An entry in the hosts.cfg for the world accessible hadoop cluster ip/dns name
and different entrys for each clusternode?
We use a small linux webcluster with replicated MySQL databases and
webdirectoys.
For replication we use DRBD and pacemaker as resource manager.
We get alerts for the whole cluster and each cluster node.
So, I use two different check_disk alerts. One for the replicated volume:
check_linux_drbd0_disk.
Volume size and free disk space is the same over each cluster node.
The second check_disk alert checks the real hdd in each clusternode:
check_linux_root_disk.
It's the physical hdd plugged into each cluster node.
$HOSTADDRESS$:
For check_linux_drbd0_disk it is the active, world accessible address. For
example: www.example.com
For check_linux_root_disk it is the internal address of each clusternode.
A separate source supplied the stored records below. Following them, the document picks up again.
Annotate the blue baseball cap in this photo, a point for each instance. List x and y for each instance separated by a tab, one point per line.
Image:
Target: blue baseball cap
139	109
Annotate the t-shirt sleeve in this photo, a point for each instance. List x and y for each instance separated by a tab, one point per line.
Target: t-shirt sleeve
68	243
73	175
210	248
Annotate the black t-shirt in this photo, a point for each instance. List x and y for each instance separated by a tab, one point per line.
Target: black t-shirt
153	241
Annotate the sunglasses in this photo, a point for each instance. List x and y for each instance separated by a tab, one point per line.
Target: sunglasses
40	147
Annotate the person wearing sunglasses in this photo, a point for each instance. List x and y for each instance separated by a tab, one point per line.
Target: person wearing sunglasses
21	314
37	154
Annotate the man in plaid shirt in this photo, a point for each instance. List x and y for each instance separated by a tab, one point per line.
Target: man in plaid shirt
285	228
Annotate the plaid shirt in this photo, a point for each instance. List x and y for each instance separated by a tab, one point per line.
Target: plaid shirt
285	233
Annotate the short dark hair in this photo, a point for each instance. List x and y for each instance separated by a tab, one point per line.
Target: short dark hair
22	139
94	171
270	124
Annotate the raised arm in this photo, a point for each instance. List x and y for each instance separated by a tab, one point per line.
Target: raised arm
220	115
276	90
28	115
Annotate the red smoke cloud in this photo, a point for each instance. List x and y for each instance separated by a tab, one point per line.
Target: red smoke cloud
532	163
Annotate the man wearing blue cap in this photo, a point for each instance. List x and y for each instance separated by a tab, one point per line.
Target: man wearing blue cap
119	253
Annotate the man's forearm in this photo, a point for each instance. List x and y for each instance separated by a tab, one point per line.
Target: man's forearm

For
example clusternode1.internal.com, clusternode2.internal.com
The objects/commands.cfg:
define command{
command_name check_linux_drbd0_disk
command_line $USER1$/check_nrpe -H $HOSTADDRESS$ -t 60 -p 5666 -n -c
check_drbd0
}
define command{
command_name check_linux_root_disk
command_line $USER1$/check_nrpe -H $HOSTADDRESS$ -t 60 -p 5666 -n -c
check_sda1
}
The /usr/local/nagios/etc/nrpe.cfg on each clusternode:
command[check_drbd0]=/usr/local/nagios/libexec/check_disk -w 15% -c 10% -p
/dev/drbd0
command[check_sda1]=/usr/local/nagios/libexec/check_disk -w 15% -c 10% -p
/dev/sda1
With this, we get alerts:
Running out of disk space for www.example.com
Running out of disk space for each clusternode
Regards,
Markus.
Earn money: http://www.verdiene-geld-im-netz.de/en/index.html
Von: Help [mailto:[email protected]]
Im Auftrag von Natva, Arun Kumar
Gesendet: Freitag, 23. Januar 2015 23:47
An: [email protected]
Betreff: help needed with nagios alert
Hi,
I am using nagios for alerting in our hadoop cluster.
When I setup a check_disk alert on all the nodes in the cluster, we are getting
emails for all the hosts even though only one of the nodes exceeds the disk
space threshold.
I tried multiple things but I am unable to figure out why nagios sends alerts
for all hosts instead of just one host. Can you please help
Regards,
Arun.